Parallel Computing
Contents
Parallel Computing
Parallel computing is the use of multiple computing resources to solve a problem. These problems can be very wide ranging, from smaller examples to highly complex cosmological simulations or weather prediction codes. Utilising parallel computing adds additional complexities and challenges to programming. The programmer must consider a wide variety of new concepts and change their mindset from sequential to parallel. Having said that, the world we live in is predominantly parallel and as such it is natural to model problems in this way.
The Problem
Current parallel languages are either conceptually simple or efficient - but not both. These aims have, until this point, been contradictory. If parallel computing is to grow (as we predict with current advances in CPU and GPU technology) then this issue must be addressed. The problem is that we are using current, sequential, ways of thinking to try and solve this programmability problem... instead we need to think "out the box" and come up with a completely new solution.
Current Solutions
There are numerous parallel language solutions currently in existance, we will consider just a few:
Message Passing Interface
The MPI standard is extremly popular within this domain. Although bindings exist for many languages, most commonly it is used with C. The result is low level, highly complex, difficult to maintain BUT efficient code. As the programmer must control all aspects of parallelism they can often get caught up in the low level details which are uninteresting but important. Additionally the programmer is completely responsible for ensuring all communications will complete correctly, or else they run the risk of deadlock, livelock etc...
Bulk Synchronous Parallel
The BSP standard was once touted as the solution to parallel computing. Implementations of this standard are most commonly used in conjuction with C. The program is split into supersteps, each superstep is split into 3 stages - computation, communication and global synchronisation via barriers. However, this synchronisation is very expensive and as such performance of BSP is generally much poorer than that of MPI. In conjuctional, although the communication model adopted by BSP is simpler the programmer must still address low level issues (such as pointers) imposed by the underlying language used.
High Performance Fortran
In HPF the programmer just specifies the general distribution of data, with the compiler taking care of all other aspects of parallelism (such as computation distribution and communication.) Although a simple, abstract language, because much emphasis is placed upon the compiler to deduce parallelism efficiency suffers.
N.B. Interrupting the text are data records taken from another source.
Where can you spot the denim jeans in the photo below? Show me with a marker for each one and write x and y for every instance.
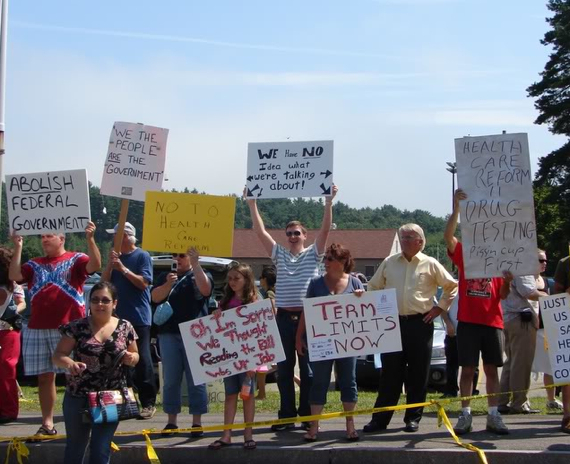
(78, 434)
(287, 323)
(345, 377)
(174, 364)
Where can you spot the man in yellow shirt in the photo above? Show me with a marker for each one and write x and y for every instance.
(415, 277)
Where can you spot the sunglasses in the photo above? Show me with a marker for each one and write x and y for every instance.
(104, 301)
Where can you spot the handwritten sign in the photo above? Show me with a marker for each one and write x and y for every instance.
(48, 202)
(241, 339)
(339, 326)
(555, 310)
(135, 160)
(175, 221)
(498, 228)
(289, 169)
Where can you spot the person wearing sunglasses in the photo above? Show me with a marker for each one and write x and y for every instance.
(296, 265)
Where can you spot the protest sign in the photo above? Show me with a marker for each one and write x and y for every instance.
(339, 326)
(555, 310)
(135, 161)
(498, 228)
(289, 169)
(48, 202)
(239, 340)
(175, 221)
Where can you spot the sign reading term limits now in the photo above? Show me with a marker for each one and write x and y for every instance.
(289, 169)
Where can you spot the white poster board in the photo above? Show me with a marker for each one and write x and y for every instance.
(239, 340)
(555, 310)
(135, 161)
(498, 228)
(340, 326)
(289, 169)
(48, 202)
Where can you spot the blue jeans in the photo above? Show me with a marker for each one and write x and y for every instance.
(78, 434)
(346, 379)
(174, 364)
(287, 323)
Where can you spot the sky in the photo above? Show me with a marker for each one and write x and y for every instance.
(392, 82)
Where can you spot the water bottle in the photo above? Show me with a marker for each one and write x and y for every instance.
(245, 392)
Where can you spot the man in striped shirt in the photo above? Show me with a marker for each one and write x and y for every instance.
(295, 268)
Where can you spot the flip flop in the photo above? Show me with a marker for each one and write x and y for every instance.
(218, 445)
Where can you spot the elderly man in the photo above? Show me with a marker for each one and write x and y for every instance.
(415, 277)
(131, 272)
(55, 284)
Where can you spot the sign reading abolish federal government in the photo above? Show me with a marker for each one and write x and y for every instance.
(289, 169)
(555, 310)
(339, 326)
(498, 228)
(48, 202)
(238, 340)
(135, 161)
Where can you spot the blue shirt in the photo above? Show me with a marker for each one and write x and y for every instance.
(133, 303)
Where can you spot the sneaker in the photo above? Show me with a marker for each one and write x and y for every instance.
(495, 424)
(464, 424)
(147, 413)
(554, 404)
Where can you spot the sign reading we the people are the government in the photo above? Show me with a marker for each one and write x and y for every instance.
(340, 326)
(498, 228)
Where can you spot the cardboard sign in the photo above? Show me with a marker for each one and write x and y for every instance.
(135, 161)
(289, 169)
(340, 326)
(173, 222)
(555, 310)
(498, 228)
(48, 202)
(239, 340)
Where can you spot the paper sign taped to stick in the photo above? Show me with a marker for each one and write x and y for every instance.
(498, 227)
(340, 326)
(289, 169)
(239, 340)
(555, 310)
(173, 222)
(135, 161)
(48, 202)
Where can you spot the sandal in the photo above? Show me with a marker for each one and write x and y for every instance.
(218, 445)
(249, 444)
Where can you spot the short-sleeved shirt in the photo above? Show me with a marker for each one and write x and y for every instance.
(294, 272)
(186, 300)
(98, 357)
(134, 303)
(55, 286)
(479, 299)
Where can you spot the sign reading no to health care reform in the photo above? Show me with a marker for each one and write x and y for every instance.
(289, 169)
(48, 202)
(135, 160)
(339, 326)
(173, 222)
(498, 228)
(239, 340)
(555, 310)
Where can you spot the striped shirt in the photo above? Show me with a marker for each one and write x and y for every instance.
(294, 274)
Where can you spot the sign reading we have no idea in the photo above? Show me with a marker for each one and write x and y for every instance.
(48, 202)
(340, 326)
(289, 169)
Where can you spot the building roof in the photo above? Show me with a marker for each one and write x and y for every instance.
(362, 243)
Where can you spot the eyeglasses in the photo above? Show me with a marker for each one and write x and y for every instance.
(104, 301)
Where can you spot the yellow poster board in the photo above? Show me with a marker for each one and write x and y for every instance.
(173, 222)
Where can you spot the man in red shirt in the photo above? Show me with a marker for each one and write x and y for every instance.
(479, 329)
(55, 286)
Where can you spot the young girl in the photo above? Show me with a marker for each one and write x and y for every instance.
(239, 291)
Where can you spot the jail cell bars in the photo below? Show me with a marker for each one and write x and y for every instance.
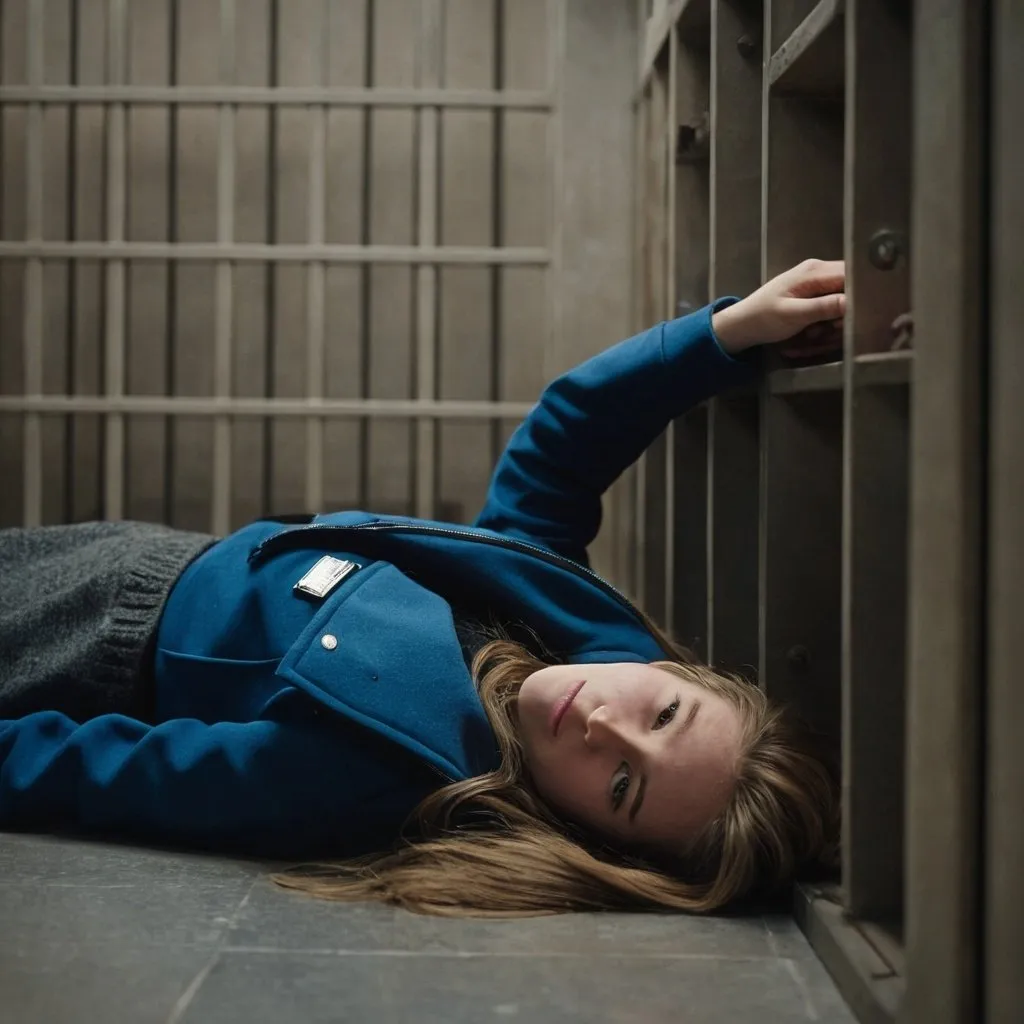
(260, 255)
(772, 523)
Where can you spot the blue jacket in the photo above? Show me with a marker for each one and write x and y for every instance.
(288, 725)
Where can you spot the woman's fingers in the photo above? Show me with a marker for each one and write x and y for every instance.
(818, 276)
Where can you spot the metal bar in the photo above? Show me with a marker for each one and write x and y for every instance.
(430, 46)
(1004, 821)
(669, 311)
(33, 325)
(118, 249)
(202, 95)
(945, 681)
(875, 466)
(315, 272)
(179, 406)
(114, 308)
(556, 17)
(221, 503)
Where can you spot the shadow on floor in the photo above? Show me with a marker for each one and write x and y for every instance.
(98, 933)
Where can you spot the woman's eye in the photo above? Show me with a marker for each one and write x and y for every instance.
(620, 785)
(667, 715)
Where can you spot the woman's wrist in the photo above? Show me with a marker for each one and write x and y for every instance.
(732, 334)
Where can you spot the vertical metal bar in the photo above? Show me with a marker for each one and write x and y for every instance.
(366, 273)
(315, 271)
(498, 223)
(668, 312)
(171, 328)
(431, 42)
(1004, 937)
(270, 297)
(33, 338)
(945, 681)
(71, 218)
(114, 306)
(221, 511)
(764, 397)
(556, 19)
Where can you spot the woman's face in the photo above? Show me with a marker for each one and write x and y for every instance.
(631, 751)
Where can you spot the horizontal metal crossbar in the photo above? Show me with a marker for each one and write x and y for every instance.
(309, 408)
(262, 253)
(213, 95)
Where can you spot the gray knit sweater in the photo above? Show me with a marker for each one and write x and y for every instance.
(79, 608)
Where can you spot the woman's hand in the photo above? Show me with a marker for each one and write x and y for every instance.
(809, 294)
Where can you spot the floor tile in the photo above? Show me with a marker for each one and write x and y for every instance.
(251, 988)
(96, 983)
(44, 916)
(60, 859)
(280, 920)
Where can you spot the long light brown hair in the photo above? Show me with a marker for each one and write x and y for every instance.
(489, 847)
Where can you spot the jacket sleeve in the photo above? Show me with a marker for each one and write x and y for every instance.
(595, 421)
(265, 787)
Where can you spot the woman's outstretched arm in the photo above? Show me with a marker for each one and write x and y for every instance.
(276, 788)
(594, 421)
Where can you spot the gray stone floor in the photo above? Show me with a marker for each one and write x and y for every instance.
(102, 934)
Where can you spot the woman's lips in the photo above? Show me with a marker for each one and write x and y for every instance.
(562, 706)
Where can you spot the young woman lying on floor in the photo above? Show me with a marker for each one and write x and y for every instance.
(459, 719)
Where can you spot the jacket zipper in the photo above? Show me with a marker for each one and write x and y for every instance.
(266, 548)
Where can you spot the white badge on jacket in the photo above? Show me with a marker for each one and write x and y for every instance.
(325, 576)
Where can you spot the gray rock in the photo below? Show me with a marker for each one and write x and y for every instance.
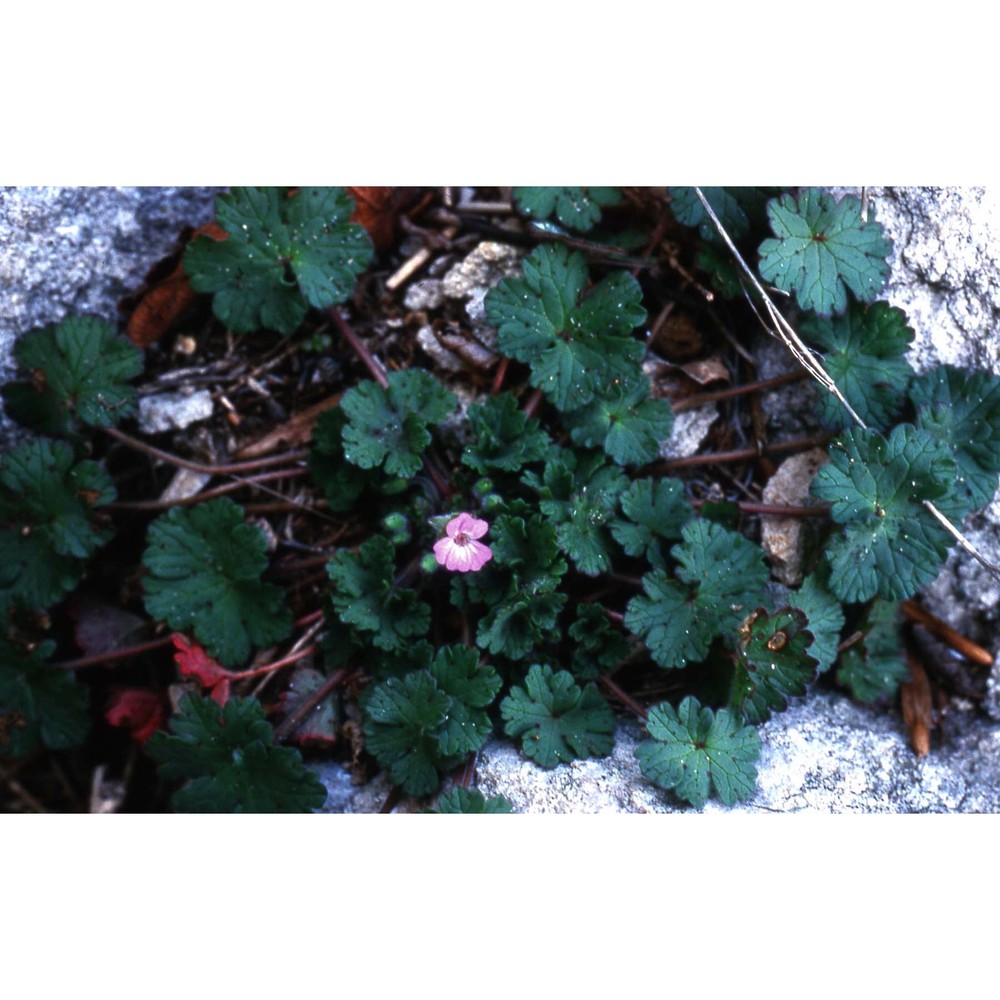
(168, 411)
(824, 755)
(77, 250)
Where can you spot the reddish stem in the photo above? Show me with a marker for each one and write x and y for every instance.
(947, 634)
(533, 401)
(692, 402)
(359, 348)
(741, 454)
(230, 469)
(218, 491)
(277, 664)
(293, 721)
(115, 654)
(773, 509)
(501, 374)
(628, 701)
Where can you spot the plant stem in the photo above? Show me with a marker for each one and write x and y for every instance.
(116, 654)
(741, 454)
(218, 491)
(608, 684)
(293, 721)
(359, 347)
(692, 402)
(225, 469)
(533, 400)
(773, 509)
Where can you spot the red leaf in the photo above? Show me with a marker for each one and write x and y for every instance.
(141, 710)
(376, 210)
(101, 627)
(195, 662)
(164, 301)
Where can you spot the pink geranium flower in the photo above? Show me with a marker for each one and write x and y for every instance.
(459, 550)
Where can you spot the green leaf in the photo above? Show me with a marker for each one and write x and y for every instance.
(515, 626)
(230, 760)
(38, 703)
(864, 356)
(873, 668)
(365, 595)
(471, 687)
(402, 721)
(655, 508)
(721, 574)
(574, 346)
(557, 721)
(738, 208)
(579, 208)
(772, 664)
(962, 410)
(695, 752)
(597, 645)
(470, 800)
(526, 548)
(505, 438)
(579, 494)
(284, 253)
(891, 545)
(78, 371)
(825, 615)
(624, 421)
(823, 250)
(388, 427)
(341, 482)
(48, 508)
(518, 584)
(204, 577)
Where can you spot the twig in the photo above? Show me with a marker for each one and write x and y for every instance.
(741, 454)
(693, 402)
(629, 702)
(359, 347)
(773, 509)
(296, 718)
(223, 469)
(417, 261)
(783, 330)
(99, 659)
(218, 491)
(947, 634)
(270, 668)
(532, 404)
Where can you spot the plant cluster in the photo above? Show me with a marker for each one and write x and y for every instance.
(516, 564)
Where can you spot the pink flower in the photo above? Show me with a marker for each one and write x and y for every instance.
(460, 550)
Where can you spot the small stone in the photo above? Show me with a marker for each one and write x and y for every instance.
(426, 294)
(782, 537)
(173, 411)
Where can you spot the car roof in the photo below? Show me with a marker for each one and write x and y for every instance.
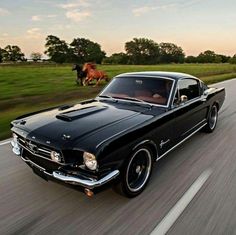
(157, 74)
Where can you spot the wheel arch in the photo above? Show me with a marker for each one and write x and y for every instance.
(149, 143)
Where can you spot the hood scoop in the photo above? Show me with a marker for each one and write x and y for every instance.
(79, 113)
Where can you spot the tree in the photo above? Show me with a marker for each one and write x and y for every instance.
(142, 51)
(171, 53)
(209, 57)
(12, 53)
(57, 50)
(232, 60)
(84, 50)
(1, 55)
(117, 58)
(36, 56)
(191, 59)
(224, 58)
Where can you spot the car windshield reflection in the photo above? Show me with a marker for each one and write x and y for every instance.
(139, 89)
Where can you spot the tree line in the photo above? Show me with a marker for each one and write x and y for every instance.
(137, 51)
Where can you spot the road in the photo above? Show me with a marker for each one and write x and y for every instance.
(29, 205)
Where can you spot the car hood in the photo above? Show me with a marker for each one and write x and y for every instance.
(81, 121)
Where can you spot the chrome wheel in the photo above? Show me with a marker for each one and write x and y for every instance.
(213, 117)
(138, 170)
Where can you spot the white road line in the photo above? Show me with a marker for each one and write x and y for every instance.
(179, 207)
(6, 142)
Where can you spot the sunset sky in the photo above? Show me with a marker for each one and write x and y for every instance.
(195, 25)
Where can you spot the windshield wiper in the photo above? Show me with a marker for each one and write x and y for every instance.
(105, 96)
(130, 98)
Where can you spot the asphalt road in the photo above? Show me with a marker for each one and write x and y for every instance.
(29, 205)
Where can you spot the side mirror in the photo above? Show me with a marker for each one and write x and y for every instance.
(208, 91)
(183, 98)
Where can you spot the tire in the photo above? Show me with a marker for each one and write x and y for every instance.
(136, 173)
(212, 119)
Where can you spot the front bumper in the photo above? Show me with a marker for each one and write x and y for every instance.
(83, 181)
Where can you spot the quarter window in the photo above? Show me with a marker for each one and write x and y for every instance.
(189, 88)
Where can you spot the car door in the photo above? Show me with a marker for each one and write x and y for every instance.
(190, 109)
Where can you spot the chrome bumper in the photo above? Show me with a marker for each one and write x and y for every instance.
(89, 183)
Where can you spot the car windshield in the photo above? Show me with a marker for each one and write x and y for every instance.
(147, 89)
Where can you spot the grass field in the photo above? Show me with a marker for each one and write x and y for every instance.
(28, 88)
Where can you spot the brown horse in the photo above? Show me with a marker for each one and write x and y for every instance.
(93, 74)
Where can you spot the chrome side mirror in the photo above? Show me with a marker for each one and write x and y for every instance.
(208, 91)
(183, 98)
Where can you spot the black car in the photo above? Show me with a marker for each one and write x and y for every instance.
(116, 137)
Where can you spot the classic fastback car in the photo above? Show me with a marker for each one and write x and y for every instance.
(116, 137)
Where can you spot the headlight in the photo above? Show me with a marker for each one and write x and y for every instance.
(55, 156)
(90, 161)
(15, 137)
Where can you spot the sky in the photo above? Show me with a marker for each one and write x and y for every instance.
(195, 25)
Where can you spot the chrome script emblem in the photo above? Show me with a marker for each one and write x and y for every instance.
(32, 147)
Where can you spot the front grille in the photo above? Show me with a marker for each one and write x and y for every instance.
(37, 149)
(49, 166)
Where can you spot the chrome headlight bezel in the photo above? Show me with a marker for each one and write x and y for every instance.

The programmer, who is often in a far better position is indicate parallel aspects, lacks control and is limited. One useful feature of HPF is that all parallel aspects are expressed via comments, such that the HPF program is also acceptable to a normal Fortran Compiler
Co-Array Fortran
This language is more explicit than HPF. The programmer, via co-arrays will distribute computation and data but much rely on the compiler to determine communication (which is often one sided.) Because of this one sided communication, messages are often short which results in the overhead of sending many different messages. Having said this, things are improving with reference to CAF, the new upcomming Fortran standard is said to include co-arrays which will see the integration of the CAF concepts into the standard Fortran.